A solução tem como objetivo reduzir a utilização do serviço de transporte da Metro do Porto por passageiros sem título de transporte válido e apoiar os agentes de fiscalização. À semelhança do que acontece em cidades como Berlim, Viena ou Praga, o Metro do Porto não tem barreiras físicas para controlo de títulos de transporte nos acessos das estações, sendo a validação de títulos considerada como “um ato de civilidade sem necessidade de restrições”, descreve a Hitachi.

A nova tecnologia da Hitachi Consulting faz uso de sensores LIDAR, para detetar ações, movimentos e direções dos utilizadores do serviço de transporte, no seu percurso de acesso ao Metro, sem invadir a privacidade.

O projeto-piloto terá um custo de 100 mil euros, e será implementado, até setembro, na estação da Casa da Música.

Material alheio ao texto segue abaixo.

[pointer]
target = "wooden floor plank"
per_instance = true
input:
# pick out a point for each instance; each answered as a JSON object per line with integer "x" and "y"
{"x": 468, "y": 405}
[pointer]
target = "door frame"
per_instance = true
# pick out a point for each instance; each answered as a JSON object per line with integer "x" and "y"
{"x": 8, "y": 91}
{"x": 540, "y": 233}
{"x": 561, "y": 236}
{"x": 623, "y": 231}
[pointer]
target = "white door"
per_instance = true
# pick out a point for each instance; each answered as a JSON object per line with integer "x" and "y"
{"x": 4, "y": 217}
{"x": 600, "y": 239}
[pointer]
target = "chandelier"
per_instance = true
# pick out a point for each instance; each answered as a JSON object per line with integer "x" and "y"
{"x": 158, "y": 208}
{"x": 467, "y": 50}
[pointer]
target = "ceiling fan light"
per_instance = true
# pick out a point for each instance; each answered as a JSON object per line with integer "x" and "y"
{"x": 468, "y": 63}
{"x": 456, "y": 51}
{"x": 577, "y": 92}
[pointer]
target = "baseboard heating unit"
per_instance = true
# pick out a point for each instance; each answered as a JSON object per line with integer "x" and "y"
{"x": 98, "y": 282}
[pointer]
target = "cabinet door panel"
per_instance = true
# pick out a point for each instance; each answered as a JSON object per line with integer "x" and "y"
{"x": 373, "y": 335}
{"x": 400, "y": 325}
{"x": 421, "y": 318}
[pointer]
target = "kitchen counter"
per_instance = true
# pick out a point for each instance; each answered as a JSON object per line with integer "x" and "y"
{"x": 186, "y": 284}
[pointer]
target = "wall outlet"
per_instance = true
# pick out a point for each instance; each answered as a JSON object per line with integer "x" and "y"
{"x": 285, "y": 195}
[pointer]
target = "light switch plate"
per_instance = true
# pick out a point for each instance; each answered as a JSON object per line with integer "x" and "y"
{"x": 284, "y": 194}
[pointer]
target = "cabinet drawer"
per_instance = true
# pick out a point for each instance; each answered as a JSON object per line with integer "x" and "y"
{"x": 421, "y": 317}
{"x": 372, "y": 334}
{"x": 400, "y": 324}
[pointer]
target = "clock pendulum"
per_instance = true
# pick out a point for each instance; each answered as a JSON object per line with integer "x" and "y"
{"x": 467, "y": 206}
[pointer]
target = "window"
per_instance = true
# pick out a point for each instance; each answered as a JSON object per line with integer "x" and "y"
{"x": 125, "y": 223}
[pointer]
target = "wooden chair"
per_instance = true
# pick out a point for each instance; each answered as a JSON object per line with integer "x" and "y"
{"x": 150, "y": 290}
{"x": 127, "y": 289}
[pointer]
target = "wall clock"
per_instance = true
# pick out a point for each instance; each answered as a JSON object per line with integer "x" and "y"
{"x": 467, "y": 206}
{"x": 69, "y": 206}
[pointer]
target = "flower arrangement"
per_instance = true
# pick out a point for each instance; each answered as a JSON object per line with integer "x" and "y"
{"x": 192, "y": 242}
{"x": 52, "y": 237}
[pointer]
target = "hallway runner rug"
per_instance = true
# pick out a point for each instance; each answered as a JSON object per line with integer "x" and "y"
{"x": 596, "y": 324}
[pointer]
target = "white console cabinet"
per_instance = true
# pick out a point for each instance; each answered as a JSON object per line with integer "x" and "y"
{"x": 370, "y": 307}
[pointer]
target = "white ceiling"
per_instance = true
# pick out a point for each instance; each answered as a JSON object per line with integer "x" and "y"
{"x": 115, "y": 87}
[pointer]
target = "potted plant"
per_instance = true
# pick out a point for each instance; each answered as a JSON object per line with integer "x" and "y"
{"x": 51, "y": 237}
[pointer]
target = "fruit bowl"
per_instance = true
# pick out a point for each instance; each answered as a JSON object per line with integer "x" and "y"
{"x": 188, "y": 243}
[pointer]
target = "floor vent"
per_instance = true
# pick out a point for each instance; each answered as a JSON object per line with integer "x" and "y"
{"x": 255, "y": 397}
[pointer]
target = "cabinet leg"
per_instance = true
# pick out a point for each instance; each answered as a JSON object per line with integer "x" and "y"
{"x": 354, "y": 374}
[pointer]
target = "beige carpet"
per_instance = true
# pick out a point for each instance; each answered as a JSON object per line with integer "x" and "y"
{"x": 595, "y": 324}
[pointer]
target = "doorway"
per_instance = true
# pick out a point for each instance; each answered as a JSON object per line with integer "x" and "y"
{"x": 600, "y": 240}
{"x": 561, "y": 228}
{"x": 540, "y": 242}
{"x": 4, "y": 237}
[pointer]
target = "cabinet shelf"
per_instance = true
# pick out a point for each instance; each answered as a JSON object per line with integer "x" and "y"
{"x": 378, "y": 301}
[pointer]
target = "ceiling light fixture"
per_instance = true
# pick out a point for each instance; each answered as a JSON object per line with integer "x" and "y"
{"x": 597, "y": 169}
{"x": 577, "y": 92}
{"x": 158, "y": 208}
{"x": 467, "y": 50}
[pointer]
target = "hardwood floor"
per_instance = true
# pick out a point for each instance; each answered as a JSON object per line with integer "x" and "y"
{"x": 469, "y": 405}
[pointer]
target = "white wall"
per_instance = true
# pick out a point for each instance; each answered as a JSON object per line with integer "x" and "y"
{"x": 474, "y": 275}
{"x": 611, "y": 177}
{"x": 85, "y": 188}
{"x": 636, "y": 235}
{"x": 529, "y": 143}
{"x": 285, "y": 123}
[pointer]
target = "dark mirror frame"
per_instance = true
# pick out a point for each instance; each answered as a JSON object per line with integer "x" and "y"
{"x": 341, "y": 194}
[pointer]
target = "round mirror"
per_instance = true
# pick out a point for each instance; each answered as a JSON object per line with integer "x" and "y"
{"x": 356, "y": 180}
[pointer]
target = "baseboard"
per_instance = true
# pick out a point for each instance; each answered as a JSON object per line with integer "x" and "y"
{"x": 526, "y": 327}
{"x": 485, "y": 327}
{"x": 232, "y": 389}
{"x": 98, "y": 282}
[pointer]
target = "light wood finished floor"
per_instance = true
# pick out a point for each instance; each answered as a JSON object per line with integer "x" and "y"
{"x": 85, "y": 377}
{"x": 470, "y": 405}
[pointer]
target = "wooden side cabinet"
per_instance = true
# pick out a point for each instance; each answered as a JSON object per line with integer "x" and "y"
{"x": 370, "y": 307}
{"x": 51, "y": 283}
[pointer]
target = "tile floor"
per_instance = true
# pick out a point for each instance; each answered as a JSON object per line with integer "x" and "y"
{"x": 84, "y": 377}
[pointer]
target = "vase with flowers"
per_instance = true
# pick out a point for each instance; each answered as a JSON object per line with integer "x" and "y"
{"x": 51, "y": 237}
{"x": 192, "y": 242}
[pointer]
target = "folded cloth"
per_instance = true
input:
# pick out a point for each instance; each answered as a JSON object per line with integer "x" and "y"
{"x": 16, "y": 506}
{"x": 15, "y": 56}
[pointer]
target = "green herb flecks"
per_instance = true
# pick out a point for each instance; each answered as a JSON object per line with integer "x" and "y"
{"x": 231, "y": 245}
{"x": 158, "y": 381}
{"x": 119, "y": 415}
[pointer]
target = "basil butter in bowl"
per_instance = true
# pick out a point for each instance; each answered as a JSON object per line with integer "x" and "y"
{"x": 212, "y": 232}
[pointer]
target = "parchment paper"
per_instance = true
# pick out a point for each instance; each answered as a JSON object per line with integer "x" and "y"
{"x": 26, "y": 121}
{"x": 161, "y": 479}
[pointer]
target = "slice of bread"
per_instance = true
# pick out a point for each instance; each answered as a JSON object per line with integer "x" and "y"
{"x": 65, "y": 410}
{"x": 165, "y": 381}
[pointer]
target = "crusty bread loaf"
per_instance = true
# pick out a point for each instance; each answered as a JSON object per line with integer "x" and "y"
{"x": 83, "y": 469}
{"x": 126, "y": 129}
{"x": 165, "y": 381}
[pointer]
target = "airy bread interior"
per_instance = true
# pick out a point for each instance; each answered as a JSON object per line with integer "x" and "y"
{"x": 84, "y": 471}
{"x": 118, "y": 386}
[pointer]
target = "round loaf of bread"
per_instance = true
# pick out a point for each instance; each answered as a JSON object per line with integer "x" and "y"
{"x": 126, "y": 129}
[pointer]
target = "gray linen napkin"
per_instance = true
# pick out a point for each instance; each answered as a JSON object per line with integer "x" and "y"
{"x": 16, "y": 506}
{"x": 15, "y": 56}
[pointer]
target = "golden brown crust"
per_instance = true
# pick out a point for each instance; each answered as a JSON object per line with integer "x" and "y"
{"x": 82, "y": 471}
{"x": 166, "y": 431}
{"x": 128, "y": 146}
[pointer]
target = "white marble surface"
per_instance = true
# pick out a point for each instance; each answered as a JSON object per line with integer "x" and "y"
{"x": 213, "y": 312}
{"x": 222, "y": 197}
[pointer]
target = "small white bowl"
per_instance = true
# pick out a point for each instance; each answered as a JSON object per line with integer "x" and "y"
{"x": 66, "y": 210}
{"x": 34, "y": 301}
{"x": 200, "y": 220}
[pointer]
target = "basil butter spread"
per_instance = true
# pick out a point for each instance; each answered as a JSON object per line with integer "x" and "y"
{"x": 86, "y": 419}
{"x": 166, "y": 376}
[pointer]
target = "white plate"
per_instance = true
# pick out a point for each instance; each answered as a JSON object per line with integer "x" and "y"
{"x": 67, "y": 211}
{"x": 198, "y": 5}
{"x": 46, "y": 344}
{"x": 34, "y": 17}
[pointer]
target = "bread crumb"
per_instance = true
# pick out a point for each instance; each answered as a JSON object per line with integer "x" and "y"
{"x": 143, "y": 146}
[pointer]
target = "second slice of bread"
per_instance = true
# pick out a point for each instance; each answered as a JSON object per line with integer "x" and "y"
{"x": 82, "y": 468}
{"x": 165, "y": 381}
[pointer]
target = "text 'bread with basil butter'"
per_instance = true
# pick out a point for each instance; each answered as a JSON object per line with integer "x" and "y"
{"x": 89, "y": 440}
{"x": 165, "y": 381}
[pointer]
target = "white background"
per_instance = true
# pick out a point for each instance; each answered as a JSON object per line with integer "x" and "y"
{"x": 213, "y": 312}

Depois do período experimental, a Metro do Porto decidirá a continuidade desta tecnologia, bem como o alargamento a outras estações, escreve o Jornal de Notícias.

Jorge Antunes, diretor de Desenvolvimento do Negócio para a região EMEA da consultora, explica que “a Hitachi Consulting tem uma experiência acumulada nesta área, com casos de sucesso semelhantes e em locais comerciais, ajudando na gestão dos espaços para efeitos de segurança ou rentabilidade”. Segundo adianta o responsável, “no Metro do Porto, o sistema de sensores LIDAR irá permitir controlar o número de pessoas que acede ao Metro e com título de transporte válido, detetar as situações irregulares e apoiar os agentes de fiscalização no acompanhamento dos infratores”.

Em comunicado, a Hitachi esclarece que a parceria com a Metro do Porto aconteceu através da plataforma InoCrowd, empresa que junta entidades com problemas a investigadores, pessoas ou entidades com know-how e soluções para impulsionar a inovação.